Phone-ing it in: Towards Flexible, Multi-Modal Language Model Training using Phonetic Representations of Data
Scripts and code used in the research paper Phone-ing it in: Towards Flexible Multi-Modal Language Model Training by Phonetic Representations of Data.
See also, our fork of MasakhaNER benchmark converted to phonetic representation at this github repo.
Currently working to clean/upload.
Overall the process was thus:
- created various pretraining datasets using Bash, Epitran for text data, and Allosaurus for audiio data. With and without phonemization, with and without spaces, etc. Most such scripts can be found in src/data
- pretrained SHIBA models using the datasets, enqueueing the pretraining runs using our ClearML server on a local compute cluster. These scripts can be found in src/models.
- finetuned on our variations on MasakhaNER, mostly using Google Colab Pro notebooks. Copies of these notebooks can be found at src/models as well.
Using our scripts, created a variety of training and test sets, taking various base sets and creating phonemized variations, with or without spaces, etc.
For a detailed listing including a number of processing details see this list
Various scripts used for data processing
- convert_mp3_folder_to_wav_and_convert_bitrate.sh used to convert mp3 files to .wav with expected bitrate for allosaurus. We used this for Common Voice.
- break_folder_into_subsets.sh used to break massive Common Voice dataset into a number of smaller folders each with a more manageable number of files in it.
- phonemize_audio_data.sh, used to run phone recognition on ALFFA Swahili dataset.
- run_allosaurus_on_common_voice.sh script for running allosaurus on common voice. Requires conversion to .wav first. Very similar to the one above, mostly just adapted to different folder structure and to convert one split at a time. Includes some notes on the process, including errors that resulted in only converting 205/258 subfolders. We had split the training set into 258 subfolders, each with a maximum of 2k files. setup a loop to go through the various "train" subfolders, e.g. train1, train2. Did 204/258 of them before the process failed, decided to move on due to time constraints to dev/test sets, which we converted without incident.
- Phone inventories: used in the phone recognition process so that we can be sure that allosaurus/epitran output the same symbols.
- Allosaurus
swh
the original Allosaurus phone inventory for Swahili. - Epitran
swa-Latn
Original Epitran phone inventory for Swahili. - Epitran
kin-Latn
Original Epitran phone inventory for Kinyarwanda.
- Allosaurus
- remove_spaces_recursively_from_text_files_in_folder.sh allosaurus outputs a space between each phone. We remove these.

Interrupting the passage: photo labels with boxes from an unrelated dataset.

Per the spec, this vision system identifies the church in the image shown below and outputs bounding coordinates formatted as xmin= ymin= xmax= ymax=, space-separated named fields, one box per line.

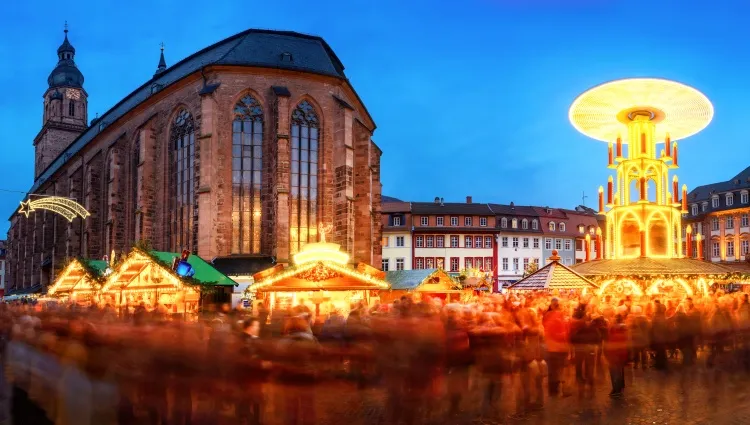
xmin=7 ymin=28 xmax=382 ymax=293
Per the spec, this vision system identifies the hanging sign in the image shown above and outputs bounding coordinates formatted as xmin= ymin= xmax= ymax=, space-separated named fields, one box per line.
xmin=18 ymin=196 xmax=91 ymax=221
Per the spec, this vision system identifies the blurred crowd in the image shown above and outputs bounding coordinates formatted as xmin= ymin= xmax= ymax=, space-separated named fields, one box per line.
xmin=0 ymin=292 xmax=750 ymax=425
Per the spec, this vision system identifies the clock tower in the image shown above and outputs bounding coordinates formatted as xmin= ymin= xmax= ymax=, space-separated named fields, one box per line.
xmin=34 ymin=24 xmax=88 ymax=180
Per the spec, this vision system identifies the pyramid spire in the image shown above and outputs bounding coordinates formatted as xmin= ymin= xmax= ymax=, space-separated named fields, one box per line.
xmin=154 ymin=43 xmax=167 ymax=77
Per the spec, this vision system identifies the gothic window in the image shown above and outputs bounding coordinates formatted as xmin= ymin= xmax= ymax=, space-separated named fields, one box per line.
xmin=289 ymin=100 xmax=320 ymax=254
xmin=130 ymin=136 xmax=143 ymax=241
xmin=169 ymin=109 xmax=198 ymax=253
xmin=232 ymin=95 xmax=263 ymax=254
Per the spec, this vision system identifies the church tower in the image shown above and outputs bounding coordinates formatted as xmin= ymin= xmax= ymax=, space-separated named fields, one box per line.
xmin=34 ymin=24 xmax=88 ymax=179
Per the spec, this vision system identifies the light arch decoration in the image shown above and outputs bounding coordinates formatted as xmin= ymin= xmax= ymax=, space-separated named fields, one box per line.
xmin=18 ymin=196 xmax=91 ymax=222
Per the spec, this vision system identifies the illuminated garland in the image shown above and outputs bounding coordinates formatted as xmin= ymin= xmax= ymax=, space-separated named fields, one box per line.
xmin=18 ymin=196 xmax=91 ymax=221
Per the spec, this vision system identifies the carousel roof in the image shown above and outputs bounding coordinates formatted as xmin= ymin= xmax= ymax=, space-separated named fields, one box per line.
xmin=510 ymin=260 xmax=597 ymax=291
xmin=572 ymin=258 xmax=735 ymax=277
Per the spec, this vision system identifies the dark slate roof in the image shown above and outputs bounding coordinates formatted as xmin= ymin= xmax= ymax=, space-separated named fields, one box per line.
xmin=30 ymin=29 xmax=367 ymax=192
xmin=411 ymin=202 xmax=495 ymax=215
xmin=688 ymin=167 xmax=750 ymax=203
xmin=385 ymin=269 xmax=438 ymax=291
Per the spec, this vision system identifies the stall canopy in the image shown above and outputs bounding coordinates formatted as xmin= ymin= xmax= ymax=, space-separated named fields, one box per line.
xmin=509 ymin=256 xmax=598 ymax=291
xmin=385 ymin=269 xmax=461 ymax=293
xmin=103 ymin=248 xmax=235 ymax=292
xmin=249 ymin=242 xmax=390 ymax=292
xmin=47 ymin=258 xmax=109 ymax=296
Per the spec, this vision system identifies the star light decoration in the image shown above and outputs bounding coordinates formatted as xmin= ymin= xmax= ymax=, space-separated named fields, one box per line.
xmin=18 ymin=196 xmax=91 ymax=221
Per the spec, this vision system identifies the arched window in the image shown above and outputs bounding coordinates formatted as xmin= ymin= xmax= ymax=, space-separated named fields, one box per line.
xmin=169 ymin=109 xmax=198 ymax=253
xmin=232 ymin=95 xmax=263 ymax=254
xmin=289 ymin=100 xmax=320 ymax=254
xmin=130 ymin=136 xmax=143 ymax=241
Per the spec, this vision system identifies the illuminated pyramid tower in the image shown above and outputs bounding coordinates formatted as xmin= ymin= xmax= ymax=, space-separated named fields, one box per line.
xmin=569 ymin=78 xmax=729 ymax=295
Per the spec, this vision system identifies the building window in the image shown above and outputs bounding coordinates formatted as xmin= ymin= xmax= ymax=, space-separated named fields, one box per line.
xmin=232 ymin=95 xmax=264 ymax=254
xmin=450 ymin=257 xmax=459 ymax=272
xmin=289 ymin=100 xmax=320 ymax=254
xmin=169 ymin=109 xmax=198 ymax=253
xmin=414 ymin=257 xmax=424 ymax=270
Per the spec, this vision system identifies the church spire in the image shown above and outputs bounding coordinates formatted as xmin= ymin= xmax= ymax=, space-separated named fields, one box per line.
xmin=154 ymin=43 xmax=167 ymax=77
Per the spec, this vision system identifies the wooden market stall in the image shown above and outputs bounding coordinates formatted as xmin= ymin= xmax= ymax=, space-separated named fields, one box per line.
xmin=47 ymin=258 xmax=109 ymax=303
xmin=380 ymin=269 xmax=463 ymax=303
xmin=102 ymin=248 xmax=235 ymax=314
xmin=253 ymin=242 xmax=390 ymax=316
xmin=508 ymin=251 xmax=598 ymax=291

- clean_ALFFA_gold_transcriptions.sh ALFFA dataset audio files came paired with already-created transcriptions we call "gold" transcriptions. We had to do some editing/preprocessing to these.

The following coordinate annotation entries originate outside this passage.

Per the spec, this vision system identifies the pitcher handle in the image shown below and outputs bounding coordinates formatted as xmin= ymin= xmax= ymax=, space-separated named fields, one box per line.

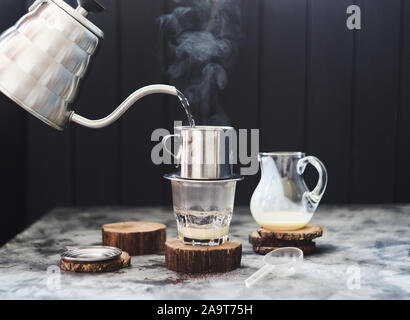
xmin=297 ymin=156 xmax=327 ymax=209
xmin=162 ymin=134 xmax=181 ymax=160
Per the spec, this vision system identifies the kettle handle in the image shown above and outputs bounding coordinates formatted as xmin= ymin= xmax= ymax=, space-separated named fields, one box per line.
xmin=296 ymin=156 xmax=327 ymax=210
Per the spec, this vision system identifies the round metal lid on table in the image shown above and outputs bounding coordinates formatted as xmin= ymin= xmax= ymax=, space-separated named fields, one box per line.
xmin=60 ymin=246 xmax=122 ymax=262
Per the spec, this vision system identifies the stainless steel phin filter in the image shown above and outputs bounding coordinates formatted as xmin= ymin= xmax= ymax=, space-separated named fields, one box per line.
xmin=162 ymin=126 xmax=236 ymax=179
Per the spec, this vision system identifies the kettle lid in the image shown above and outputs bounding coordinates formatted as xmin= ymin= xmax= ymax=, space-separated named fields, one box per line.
xmin=46 ymin=0 xmax=104 ymax=39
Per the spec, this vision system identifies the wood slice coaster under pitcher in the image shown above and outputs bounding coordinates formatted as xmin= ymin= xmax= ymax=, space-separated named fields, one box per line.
xmin=249 ymin=225 xmax=323 ymax=254
xmin=102 ymin=221 xmax=167 ymax=256
xmin=165 ymin=239 xmax=242 ymax=274
xmin=60 ymin=246 xmax=131 ymax=273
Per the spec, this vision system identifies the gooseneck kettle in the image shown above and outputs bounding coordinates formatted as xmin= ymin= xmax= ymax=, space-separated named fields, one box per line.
xmin=0 ymin=0 xmax=181 ymax=130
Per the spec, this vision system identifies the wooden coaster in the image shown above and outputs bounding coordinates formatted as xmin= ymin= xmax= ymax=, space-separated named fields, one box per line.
xmin=253 ymin=241 xmax=316 ymax=254
xmin=165 ymin=239 xmax=242 ymax=274
xmin=249 ymin=225 xmax=323 ymax=254
xmin=60 ymin=251 xmax=131 ymax=273
xmin=102 ymin=221 xmax=167 ymax=256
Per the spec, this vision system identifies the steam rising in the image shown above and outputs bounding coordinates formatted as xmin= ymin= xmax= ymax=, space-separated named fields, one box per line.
xmin=159 ymin=0 xmax=241 ymax=125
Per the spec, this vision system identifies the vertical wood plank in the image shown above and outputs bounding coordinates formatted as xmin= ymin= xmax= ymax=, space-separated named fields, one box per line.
xmin=121 ymin=0 xmax=169 ymax=205
xmin=70 ymin=0 xmax=120 ymax=205
xmin=0 ymin=0 xmax=27 ymax=246
xmin=305 ymin=0 xmax=354 ymax=203
xmin=260 ymin=0 xmax=307 ymax=151
xmin=396 ymin=0 xmax=410 ymax=202
xmin=350 ymin=0 xmax=400 ymax=203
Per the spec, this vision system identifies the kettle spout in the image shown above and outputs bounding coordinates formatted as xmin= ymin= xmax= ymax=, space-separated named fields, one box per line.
xmin=70 ymin=84 xmax=179 ymax=129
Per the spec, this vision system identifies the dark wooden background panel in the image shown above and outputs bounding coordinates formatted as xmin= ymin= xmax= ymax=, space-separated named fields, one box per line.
xmin=0 ymin=0 xmax=410 ymax=243
xmin=0 ymin=0 xmax=27 ymax=244
xmin=259 ymin=0 xmax=307 ymax=151
xmin=305 ymin=0 xmax=355 ymax=203
xmin=395 ymin=0 xmax=410 ymax=202
xmin=73 ymin=0 xmax=121 ymax=205
xmin=350 ymin=0 xmax=400 ymax=203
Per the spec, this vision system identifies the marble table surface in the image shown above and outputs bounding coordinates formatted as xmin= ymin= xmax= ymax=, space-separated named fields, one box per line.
xmin=0 ymin=205 xmax=410 ymax=299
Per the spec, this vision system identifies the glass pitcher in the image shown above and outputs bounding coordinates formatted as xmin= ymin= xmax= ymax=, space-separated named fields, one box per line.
xmin=250 ymin=152 xmax=327 ymax=230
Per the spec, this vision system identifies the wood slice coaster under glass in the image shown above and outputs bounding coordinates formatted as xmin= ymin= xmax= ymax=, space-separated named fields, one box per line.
xmin=165 ymin=239 xmax=242 ymax=274
xmin=249 ymin=225 xmax=323 ymax=254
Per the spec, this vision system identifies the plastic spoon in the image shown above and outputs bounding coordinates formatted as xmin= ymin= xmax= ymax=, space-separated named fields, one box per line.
xmin=245 ymin=247 xmax=303 ymax=288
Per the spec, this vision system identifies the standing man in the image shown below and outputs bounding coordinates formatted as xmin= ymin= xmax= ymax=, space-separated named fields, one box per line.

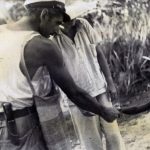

We converted several datasets of text/graphemes to phones. ALFFA gold transcriptions, Huggingface "Swahili language modeling" set, etch.
- phonemize_masakhaNER_data.py used to convert MasakhaNER dataset to phones.

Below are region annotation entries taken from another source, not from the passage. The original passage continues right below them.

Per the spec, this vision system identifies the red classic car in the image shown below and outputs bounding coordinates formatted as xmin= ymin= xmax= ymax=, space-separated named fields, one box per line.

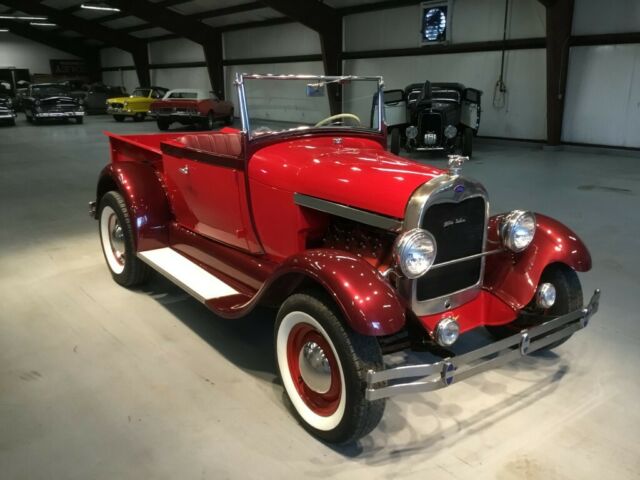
xmin=91 ymin=75 xmax=599 ymax=443
xmin=149 ymin=88 xmax=233 ymax=130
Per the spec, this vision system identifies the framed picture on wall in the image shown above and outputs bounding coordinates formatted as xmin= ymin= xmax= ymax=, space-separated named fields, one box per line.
xmin=420 ymin=0 xmax=453 ymax=45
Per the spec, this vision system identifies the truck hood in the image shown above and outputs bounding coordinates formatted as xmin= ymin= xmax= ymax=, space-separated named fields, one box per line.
xmin=249 ymin=136 xmax=445 ymax=218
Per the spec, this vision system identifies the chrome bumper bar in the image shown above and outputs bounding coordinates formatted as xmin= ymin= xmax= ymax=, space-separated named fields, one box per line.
xmin=365 ymin=290 xmax=600 ymax=400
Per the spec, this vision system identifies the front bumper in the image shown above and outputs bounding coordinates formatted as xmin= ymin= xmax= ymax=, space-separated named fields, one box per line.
xmin=365 ymin=290 xmax=600 ymax=401
xmin=33 ymin=111 xmax=85 ymax=118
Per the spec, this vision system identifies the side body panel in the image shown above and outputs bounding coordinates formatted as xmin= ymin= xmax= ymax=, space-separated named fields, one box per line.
xmin=484 ymin=213 xmax=591 ymax=310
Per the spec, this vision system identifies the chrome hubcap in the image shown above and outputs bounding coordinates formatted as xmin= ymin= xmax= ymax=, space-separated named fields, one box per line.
xmin=109 ymin=215 xmax=125 ymax=265
xmin=298 ymin=342 xmax=331 ymax=393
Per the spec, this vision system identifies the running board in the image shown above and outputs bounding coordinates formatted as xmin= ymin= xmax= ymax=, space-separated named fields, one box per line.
xmin=138 ymin=247 xmax=239 ymax=303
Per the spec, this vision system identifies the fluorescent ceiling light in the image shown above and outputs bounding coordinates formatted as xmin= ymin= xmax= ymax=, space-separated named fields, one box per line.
xmin=80 ymin=3 xmax=120 ymax=12
xmin=0 ymin=15 xmax=47 ymax=20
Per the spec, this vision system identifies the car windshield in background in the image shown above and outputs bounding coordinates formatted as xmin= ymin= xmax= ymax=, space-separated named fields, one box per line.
xmin=31 ymin=85 xmax=69 ymax=97
xmin=131 ymin=88 xmax=151 ymax=97
xmin=167 ymin=92 xmax=198 ymax=100
xmin=241 ymin=75 xmax=382 ymax=137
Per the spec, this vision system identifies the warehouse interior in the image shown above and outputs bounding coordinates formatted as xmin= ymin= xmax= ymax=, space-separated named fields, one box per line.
xmin=0 ymin=0 xmax=640 ymax=479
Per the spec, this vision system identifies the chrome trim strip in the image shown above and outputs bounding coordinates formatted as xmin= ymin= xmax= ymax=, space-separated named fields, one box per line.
xmin=293 ymin=193 xmax=402 ymax=232
xmin=398 ymin=173 xmax=489 ymax=316
xmin=431 ymin=248 xmax=505 ymax=270
xmin=365 ymin=289 xmax=600 ymax=401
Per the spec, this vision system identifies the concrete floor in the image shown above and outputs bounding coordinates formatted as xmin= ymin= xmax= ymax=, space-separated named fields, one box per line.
xmin=0 ymin=116 xmax=640 ymax=480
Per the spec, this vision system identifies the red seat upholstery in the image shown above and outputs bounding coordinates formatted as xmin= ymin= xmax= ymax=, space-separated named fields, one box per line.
xmin=176 ymin=133 xmax=242 ymax=157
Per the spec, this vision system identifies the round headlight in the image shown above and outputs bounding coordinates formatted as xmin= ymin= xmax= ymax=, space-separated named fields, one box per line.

- phonemize_text_data.py For phonemizing other datasets using epitran.
- prepare_hf_swahili_datasets.py used for preparing the Swahili Language Modeling dataset downloaded from HuggingFace.
- split_masakhaNER_into_characters.py used to create our variations on MasakhaNER, with per-character annotations.
- create_shiba_version_of_dataset.sh shows how to create a .jsonl file for SHIBA pretraining and upload it to ClearML
- pretrain_shiba.sh shows how to kick off a SHIBA pretraining with ClearML, and has some details on arguments. Uses a slightly forked version of SHIBA at https://github.com/cdleong/shiba.git
- enqueue_shiba_experiments.sh used to conveniently queue up experiments on ClearML by passing arguments to pretrain_shiba.sh above.
- Scripts for downloading the correct datasets inside ClearML jobs
Experiments used Google Colab Pro+ for fine-tuning, as well as ClearML for tracking. Adapting these for use outside of that environment is left as an exercise to the reader.
- shiba_fine_tuning_with_clearml_no_pretrained_model_on_Colab.ipynb Colab notebook for finetuning SHIBA on MaskahaNER without a pretrained model, as a baseline.
- shiba_fine_tuning_with_clearml_pretrained_model_on_Colab.ipynb Demonstrates how to load a pretrained SHBA model from ClearML, and finetune it on MasakhaNER.
- finetuning_and_training_metrics_in_Colab.ipynb. After training/finetuning is already completed, download metrics from ClearML.